Porté par une série de facteurs économiques favorables, le cedi ghanéen s’est hissé au rang de devise la plus performante du monde au premier semestre 2025. En l’espace de cinq mois, la monnaie nationale a enregistré une appréciation spectaculaire d’environ 50 % face au dollar américain, selon les données croisées de Bloomberg, Reuters et du Ghana Statistical Service. Un revirement spectaculaire pour une devise qui, il y a encore un an, était en chute libre.
Une appréciation historique
Depuis le début de l’année, le cedi a gagné entre 40 % et 50 % contre le dollar, passant d’un taux d’échange d’environ 16,0 GHS/USD en novembre 2024 à environ 10,2 GHS/USD fin mai 2025. Cette remontée fulgurante place la monnaie ghanéenne en tête des devises mondiales en termes de performance sur le marché des changes.
Cette évolution contraste fortement avec la situation de 2022 et 2023, où le cedi avait connu une dépréciation continue en raison de la dette publique élevée, d’une inflation galopante et d’un déficit budgétaire persistant. À l’époque, le Ghana avait même été contraint de solliciter l’aide du Fonds monétaire international (FMI).
Les moteurs de la reprise
1. Reprise des exportations de matières premières
L’un des principaux moteurs de cette reprise est la hausse des recettes d’exportation. Le Ghana, deuxième producteur mondial de cacao et important exportateur d’or, a bénéficié de la flambée des prix des matières premières. Le prix du cacao a atteint des sommets inédits, tandis que l’or a franchi à plusieurs reprises le seuil symbolique des 2 300 dollars l’once. Ces performances ont favorisé une entrée massive de devises étrangères dans l’économie.
2. Discipline monétaire stricte
La Banque du Ghana a maintenu une politique monétaire restrictive. Le taux directeur reste à 28 %, l’un des plus élevés du continent, afin de contenir l’inflation. Cette politique a renforcé la crédibilité de la banque centrale et attiré des investisseurs intéressés par les rendements élevés offerts sur les actifs en cedis.
3. Soutien du FMI et réforme des finances publiques
Le Ghana bénéficie depuis 2023 d’un programme de soutien du FMI portant sur 3 milliards de dollars. En contrepartie, le pays a mis en œuvre un plan de réformes budgétaires et de restructuration de la dette. La rigueur budgétaire et les remboursements de la dette en cedis ont également contribué à renforcer la demande pour la monnaie locale.

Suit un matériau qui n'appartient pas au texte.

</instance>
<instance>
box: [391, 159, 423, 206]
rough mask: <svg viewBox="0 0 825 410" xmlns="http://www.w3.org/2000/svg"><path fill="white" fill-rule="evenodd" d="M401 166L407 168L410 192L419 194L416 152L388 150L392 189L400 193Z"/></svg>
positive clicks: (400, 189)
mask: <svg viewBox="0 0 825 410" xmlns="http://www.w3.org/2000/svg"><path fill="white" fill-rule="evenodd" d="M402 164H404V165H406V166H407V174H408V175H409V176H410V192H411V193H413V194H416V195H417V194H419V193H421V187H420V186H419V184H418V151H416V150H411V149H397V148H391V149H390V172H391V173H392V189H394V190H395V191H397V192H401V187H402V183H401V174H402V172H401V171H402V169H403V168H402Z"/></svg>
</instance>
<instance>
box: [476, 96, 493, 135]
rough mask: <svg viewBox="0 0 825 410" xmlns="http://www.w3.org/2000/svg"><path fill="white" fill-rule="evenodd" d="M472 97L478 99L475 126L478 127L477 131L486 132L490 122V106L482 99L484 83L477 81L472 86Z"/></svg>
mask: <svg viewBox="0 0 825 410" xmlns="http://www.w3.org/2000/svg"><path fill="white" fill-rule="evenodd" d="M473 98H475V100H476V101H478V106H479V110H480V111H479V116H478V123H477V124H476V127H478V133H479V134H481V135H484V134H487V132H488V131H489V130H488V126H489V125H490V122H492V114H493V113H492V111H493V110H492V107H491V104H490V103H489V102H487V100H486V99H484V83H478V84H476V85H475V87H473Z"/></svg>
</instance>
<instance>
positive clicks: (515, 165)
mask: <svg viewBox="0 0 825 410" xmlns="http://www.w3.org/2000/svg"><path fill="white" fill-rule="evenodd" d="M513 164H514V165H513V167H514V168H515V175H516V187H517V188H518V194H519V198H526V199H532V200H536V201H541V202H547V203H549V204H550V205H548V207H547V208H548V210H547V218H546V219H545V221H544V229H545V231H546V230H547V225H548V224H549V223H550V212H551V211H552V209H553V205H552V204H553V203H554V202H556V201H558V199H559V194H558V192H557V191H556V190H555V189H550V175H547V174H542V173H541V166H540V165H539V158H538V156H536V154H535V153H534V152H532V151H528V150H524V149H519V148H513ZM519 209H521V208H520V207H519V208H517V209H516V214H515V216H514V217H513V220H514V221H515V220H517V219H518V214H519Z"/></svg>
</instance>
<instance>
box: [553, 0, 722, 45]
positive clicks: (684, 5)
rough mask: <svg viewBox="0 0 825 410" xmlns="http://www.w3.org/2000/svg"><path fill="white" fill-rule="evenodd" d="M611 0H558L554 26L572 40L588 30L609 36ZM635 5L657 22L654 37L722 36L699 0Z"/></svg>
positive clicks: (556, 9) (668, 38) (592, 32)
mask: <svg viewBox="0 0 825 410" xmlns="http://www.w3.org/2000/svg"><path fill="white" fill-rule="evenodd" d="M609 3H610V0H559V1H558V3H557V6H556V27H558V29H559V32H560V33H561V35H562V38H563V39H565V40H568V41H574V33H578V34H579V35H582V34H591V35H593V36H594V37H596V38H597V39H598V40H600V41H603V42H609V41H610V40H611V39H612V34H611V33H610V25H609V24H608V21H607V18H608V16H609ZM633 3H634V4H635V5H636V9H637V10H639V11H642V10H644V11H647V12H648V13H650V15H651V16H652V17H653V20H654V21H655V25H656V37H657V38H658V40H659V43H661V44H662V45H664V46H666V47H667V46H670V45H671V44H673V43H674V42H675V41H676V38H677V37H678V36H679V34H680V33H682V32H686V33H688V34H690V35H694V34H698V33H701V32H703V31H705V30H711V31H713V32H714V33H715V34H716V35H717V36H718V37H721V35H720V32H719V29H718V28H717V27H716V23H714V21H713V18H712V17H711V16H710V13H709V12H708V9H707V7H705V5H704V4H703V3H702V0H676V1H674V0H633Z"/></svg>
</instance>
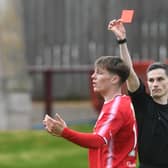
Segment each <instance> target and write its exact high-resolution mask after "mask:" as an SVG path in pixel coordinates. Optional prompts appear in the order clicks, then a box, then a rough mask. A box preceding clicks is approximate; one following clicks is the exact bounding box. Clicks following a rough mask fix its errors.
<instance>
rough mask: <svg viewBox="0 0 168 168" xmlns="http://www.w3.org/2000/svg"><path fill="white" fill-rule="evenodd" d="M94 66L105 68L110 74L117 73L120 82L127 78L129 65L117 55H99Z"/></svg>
mask: <svg viewBox="0 0 168 168" xmlns="http://www.w3.org/2000/svg"><path fill="white" fill-rule="evenodd" d="M95 66H98V67H101V68H103V69H106V70H107V71H109V72H110V73H112V74H117V75H118V76H119V77H120V81H121V84H122V83H124V82H125V81H126V80H127V78H128V76H129V74H130V69H129V67H128V66H127V65H126V64H125V63H124V61H123V60H122V59H121V58H120V57H118V56H101V57H99V58H98V59H97V60H96V62H95Z"/></svg>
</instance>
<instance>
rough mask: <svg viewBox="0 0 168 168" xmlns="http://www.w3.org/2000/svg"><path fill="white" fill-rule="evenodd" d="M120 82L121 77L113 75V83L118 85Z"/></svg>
mask: <svg viewBox="0 0 168 168" xmlns="http://www.w3.org/2000/svg"><path fill="white" fill-rule="evenodd" d="M119 80H120V78H119V76H118V75H116V74H115V75H113V76H112V78H111V82H112V83H113V84H116V83H118V82H119Z"/></svg>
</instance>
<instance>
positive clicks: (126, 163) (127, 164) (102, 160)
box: [89, 95, 137, 168]
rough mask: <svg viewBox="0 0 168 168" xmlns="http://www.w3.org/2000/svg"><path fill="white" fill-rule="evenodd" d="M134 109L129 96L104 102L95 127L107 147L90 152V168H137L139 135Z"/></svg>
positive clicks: (106, 146) (118, 97) (124, 95)
mask: <svg viewBox="0 0 168 168" xmlns="http://www.w3.org/2000/svg"><path fill="white" fill-rule="evenodd" d="M136 131H137V130H136V122H135V116H134V110H133V106H132V103H131V100H130V97H128V96H125V95H123V96H117V97H115V98H114V99H113V100H111V101H109V102H106V103H104V105H103V107H102V110H101V113H100V115H99V118H98V120H97V122H96V124H95V127H94V131H93V132H94V133H95V134H97V135H99V136H101V137H102V138H103V139H104V141H105V145H104V146H103V147H101V148H98V149H90V150H89V161H90V168H135V167H136V166H135V165H136V154H137V132H136Z"/></svg>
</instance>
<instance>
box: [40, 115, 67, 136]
mask: <svg viewBox="0 0 168 168" xmlns="http://www.w3.org/2000/svg"><path fill="white" fill-rule="evenodd" d="M43 124H44V126H45V128H46V130H47V131H48V132H49V133H50V134H52V135H55V136H61V134H62V131H63V130H64V128H65V127H67V125H66V123H65V121H64V120H63V119H62V118H61V117H60V116H59V115H58V114H56V116H55V118H54V119H53V118H51V117H50V116H48V115H46V116H45V118H44V120H43Z"/></svg>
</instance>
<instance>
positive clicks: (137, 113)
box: [129, 82, 168, 168]
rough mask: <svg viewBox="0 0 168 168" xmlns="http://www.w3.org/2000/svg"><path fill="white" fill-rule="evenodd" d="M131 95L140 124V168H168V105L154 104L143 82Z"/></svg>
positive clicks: (139, 157) (136, 113)
mask: <svg viewBox="0 0 168 168" xmlns="http://www.w3.org/2000/svg"><path fill="white" fill-rule="evenodd" d="M129 95H130V96H131V99H132V103H133V105H134V109H135V115H136V119H137V124H138V153H139V160H140V168H168V104H166V105H161V104H158V103H156V102H154V101H153V99H152V97H151V96H150V95H148V94H147V93H146V91H145V86H144V84H143V83H142V82H141V84H140V87H139V89H138V90H137V91H136V92H133V93H131V92H129Z"/></svg>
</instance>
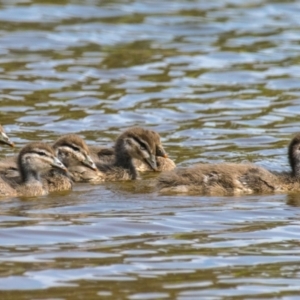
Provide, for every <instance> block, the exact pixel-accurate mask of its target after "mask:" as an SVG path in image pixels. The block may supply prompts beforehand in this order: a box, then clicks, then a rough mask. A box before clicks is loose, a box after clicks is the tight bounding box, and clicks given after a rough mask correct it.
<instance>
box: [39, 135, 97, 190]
mask: <svg viewBox="0 0 300 300" xmlns="http://www.w3.org/2000/svg"><path fill="white" fill-rule="evenodd" d="M52 147H53V149H54V151H55V153H56V155H57V157H58V158H59V160H60V161H61V162H62V163H63V164H64V165H65V166H66V167H67V169H68V172H69V174H70V175H71V177H72V179H73V180H74V181H75V182H93V181H99V180H100V181H101V180H102V176H101V173H100V172H99V171H98V169H97V166H96V165H95V163H94V162H93V160H92V159H91V157H90V154H89V149H88V146H87V145H86V143H85V141H84V140H83V139H82V138H81V137H80V136H78V135H76V134H67V135H64V136H62V137H60V138H59V139H58V140H57V141H56V142H55V143H54V145H53V146H52ZM44 178H46V179H47V182H48V184H49V188H50V190H52V191H53V190H56V191H57V190H68V189H71V188H72V181H71V180H70V178H68V177H67V176H66V175H65V174H64V173H62V172H61V171H59V170H51V171H50V174H47V175H46V176H44Z"/></svg>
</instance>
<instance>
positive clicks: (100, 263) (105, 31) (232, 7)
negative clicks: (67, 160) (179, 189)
mask: <svg viewBox="0 0 300 300" xmlns="http://www.w3.org/2000/svg"><path fill="white" fill-rule="evenodd" d="M299 15H300V3H299V1H297V0H295V1H267V0H252V1H250V0H249V1H247V0H212V1H204V0H177V1H176V0H160V1H150V0H148V1H147V0H124V1H122V0H114V1H105V0H103V1H101V0H89V1H88V0H87V1H72V0H61V1H54V0H53V1H50V0H48V1H46V0H45V1H42V0H40V1H33V0H6V1H5V0H3V1H0V25H1V26H0V46H1V47H0V93H1V98H0V99H1V100H0V110H1V111H0V117H1V119H0V122H1V123H2V124H3V125H5V128H6V131H7V133H8V134H9V135H10V136H11V138H12V139H13V140H14V141H15V142H16V144H17V149H16V150H15V152H17V150H18V149H19V148H20V147H22V146H23V145H24V144H26V143H27V142H28V141H33V140H44V141H48V142H51V141H53V140H55V139H56V138H57V137H58V136H60V135H62V134H65V133H69V132H75V133H78V134H80V135H81V136H82V137H84V138H85V139H86V140H87V142H88V143H89V144H98V145H111V144H112V143H113V141H114V139H115V138H116V136H117V135H118V134H119V133H120V132H122V130H124V129H125V128H128V127H130V126H132V125H139V126H143V127H147V128H152V129H154V130H157V131H158V132H159V133H160V134H161V136H162V140H163V143H164V145H165V148H166V150H167V151H168V153H169V155H170V157H171V158H173V159H174V160H175V161H176V163H177V164H178V165H179V166H188V165H192V164H194V163H196V162H222V161H232V162H241V161H251V162H254V163H257V164H260V165H263V166H265V167H268V168H270V169H272V170H278V171H282V170H288V162H287V158H286V148H287V145H288V142H289V140H290V139H291V137H292V136H293V134H294V133H296V132H298V131H300V118H299V114H300V80H299V77H300V17H299ZM11 154H12V151H11V149H7V148H3V149H2V157H3V156H8V155H11ZM146 180H147V179H144V181H143V182H127V183H107V184H101V185H92V186H91V185H87V184H78V185H76V186H75V189H74V191H73V192H71V193H65V194H55V195H50V196H47V197H41V198H37V199H19V198H13V199H3V200H1V203H0V204H1V213H0V241H1V242H0V298H1V300H2V299H3V300H6V299H13V300H15V299H17V300H25V299H26V300H29V299H32V300H38V299H43V300H45V299H48V300H50V299H51V300H53V299H55V300H62V299H68V300H71V299H72V300H74V299H76V300H77V299H78V300H79V299H130V300H136V299H142V300H148V299H180V300H183V299H184V300H191V299H284V300H295V299H300V296H299V282H300V258H299V257H300V256H299V253H300V247H299V238H300V233H299V223H300V222H299V216H300V210H299V206H300V194H297V193H294V194H278V195H259V196H257V195H253V196H243V197H242V196H241V197H218V198H217V197H195V196H194V197H191V196H190V197H188V196H186V197H182V196H177V197H176V196H172V197H170V196H160V195H158V194H157V193H147V192H146V191H145V192H143V191H144V189H143V188H140V186H139V185H141V184H146V183H147V181H146Z"/></svg>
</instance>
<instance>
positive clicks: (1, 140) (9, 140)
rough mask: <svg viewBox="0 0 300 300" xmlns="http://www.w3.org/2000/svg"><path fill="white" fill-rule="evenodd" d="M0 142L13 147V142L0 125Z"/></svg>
mask: <svg viewBox="0 0 300 300" xmlns="http://www.w3.org/2000/svg"><path fill="white" fill-rule="evenodd" d="M0 143H1V144H6V145H9V146H11V147H14V143H13V142H12V141H11V140H10V139H9V137H8V136H7V135H6V133H5V131H4V129H3V127H2V126H1V125H0Z"/></svg>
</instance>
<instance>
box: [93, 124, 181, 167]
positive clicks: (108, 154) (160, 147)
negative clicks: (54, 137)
mask: <svg viewBox="0 0 300 300" xmlns="http://www.w3.org/2000/svg"><path fill="white" fill-rule="evenodd" d="M128 130H129V131H131V130H133V131H134V130H135V127H134V128H131V129H128ZM148 135H149V137H150V138H152V139H153V142H154V143H155V147H156V162H157V171H169V170H173V169H174V168H175V167H176V165H175V163H174V161H173V160H171V159H170V158H168V156H167V153H166V151H165V150H164V148H163V146H162V144H161V141H160V136H159V134H158V133H157V132H155V131H152V130H148ZM89 149H90V153H91V157H92V159H93V160H94V161H95V163H97V164H111V163H113V162H114V160H115V149H114V148H113V147H111V148H105V147H98V146H90V147H89ZM133 164H134V166H135V168H136V170H137V171H138V172H147V171H153V169H152V168H151V167H150V166H149V164H147V163H145V162H144V161H143V160H140V159H137V158H134V159H133Z"/></svg>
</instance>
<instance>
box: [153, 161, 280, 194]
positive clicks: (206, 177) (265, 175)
mask: <svg viewBox="0 0 300 300" xmlns="http://www.w3.org/2000/svg"><path fill="white" fill-rule="evenodd" d="M157 185H158V189H159V191H160V192H162V193H191V194H200V195H220V196H221V195H239V194H252V193H272V192H275V191H280V190H284V188H285V185H283V184H282V183H281V184H280V180H279V178H278V176H276V175H275V174H273V173H271V172H269V171H268V170H266V169H264V168H262V167H259V166H256V165H253V164H234V163H223V164H198V165H196V166H194V167H191V168H185V169H175V170H174V171H170V172H166V173H163V174H162V175H161V176H160V177H159V178H158V184H157Z"/></svg>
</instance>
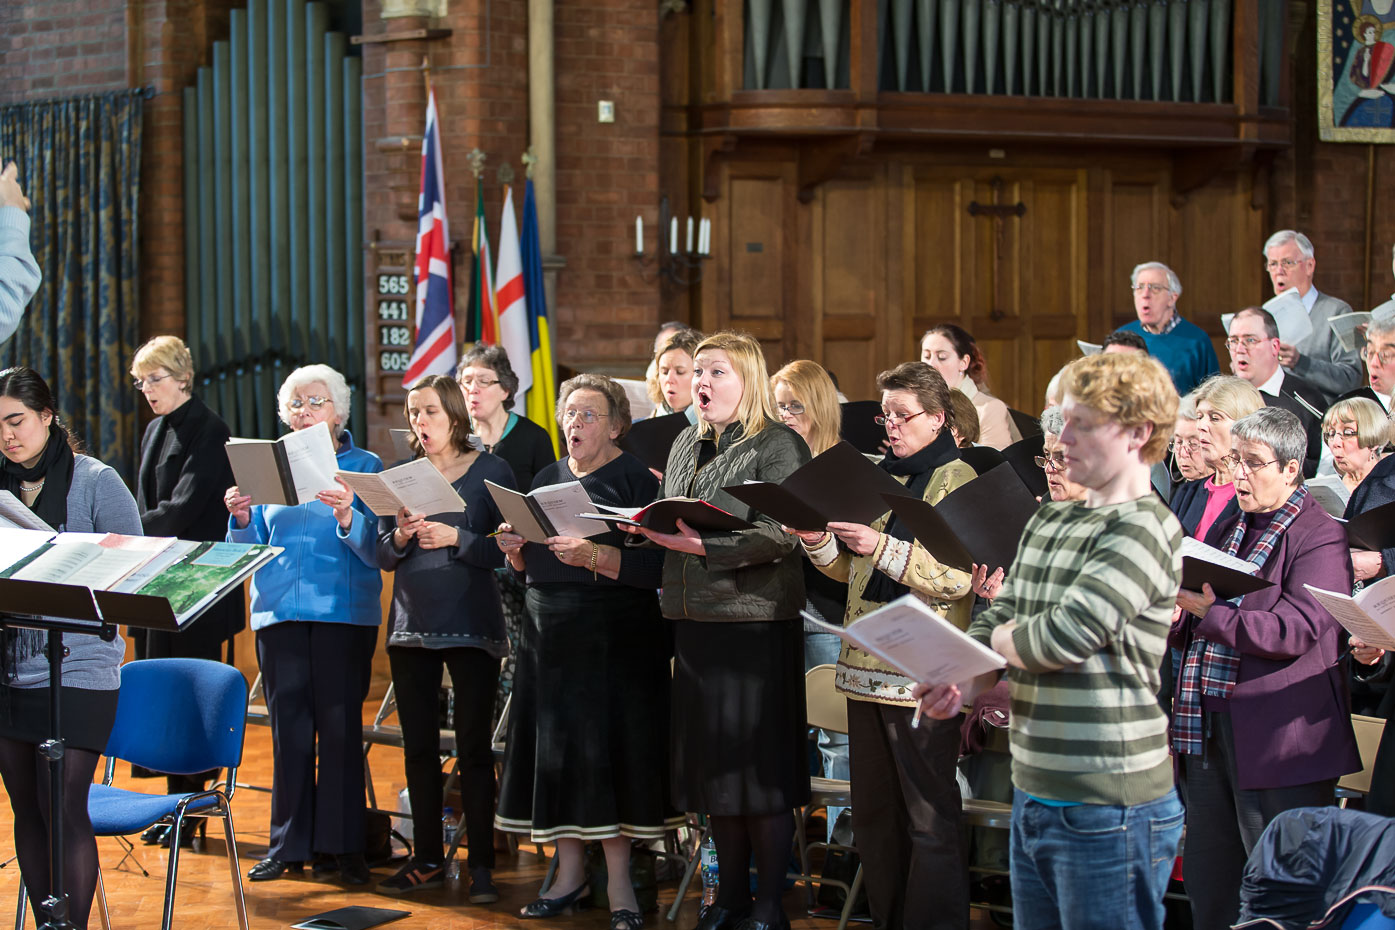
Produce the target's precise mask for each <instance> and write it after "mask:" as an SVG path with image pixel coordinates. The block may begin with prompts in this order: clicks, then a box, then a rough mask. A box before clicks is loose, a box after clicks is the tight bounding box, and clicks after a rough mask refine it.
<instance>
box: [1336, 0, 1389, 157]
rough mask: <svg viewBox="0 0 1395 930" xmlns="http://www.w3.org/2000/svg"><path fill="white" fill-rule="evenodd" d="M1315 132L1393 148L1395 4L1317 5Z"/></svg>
mask: <svg viewBox="0 0 1395 930" xmlns="http://www.w3.org/2000/svg"><path fill="white" fill-rule="evenodd" d="M1317 7H1318V13H1317V17H1318V21H1317V86H1318V132H1320V135H1321V138H1322V141H1324V142H1395V0H1318V4H1317Z"/></svg>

4. Rentrées de fonds de la diaspora
Les envois de fonds de la diaspora ont connu une hausse notable, renforçant les réserves en devises étrangères. Par ailleurs, des mesures ont été prises pour encadrer les opérations de change sur le marché parallèle, améliorant la transparence du marché officiel des devises.
Des risques persistants
Malgré cette embellie, des incertitudes subsistent quant à la durabilité de cette performance. L’économie ghanéenne reste structurellement dépendante des matières premières, exposant le cedi aux chocs exogènes liés aux cours mondiaux. Un retournement des prix du cacao ou de l’or pourrait rapidement inverser la tendance.
Par ailleurs, si le processus de restructuration de la dette venait à ralentir ou si l’inflation persistait, la confiance dans la stabilité du cedi pourrait de nouveau s’effriter. L’inflation reste relativement élevée, même si elle est passée de 21,3 % en avril à 18,4 % en mai, selon le Ghana Statistical Service.
Un test pour la résilience économique
La solidité retrouvée du cedi symbolise une phase de transition pour l’économie ghanéenne. Elle illustre également le rôle clé que peut jouer une politique monétaire cohérente, un soutien financier multilatéral bien négocié et une bonne gouvernance des ressources naturelles dans la stabilité d’une devise.
Cependant, ce succès devra être confirmé sur la durée. L’amélioration du solde courant, la diversification de l’économie et la poursuite des réformes fiscales seront indispensables pour consolider ces gains et transformer cette embellie monétaire en croissance inclusive et durable.
Sources : Banque du Ghana, Reuters, Bloomberg, Ghana Statistical Service, FMI.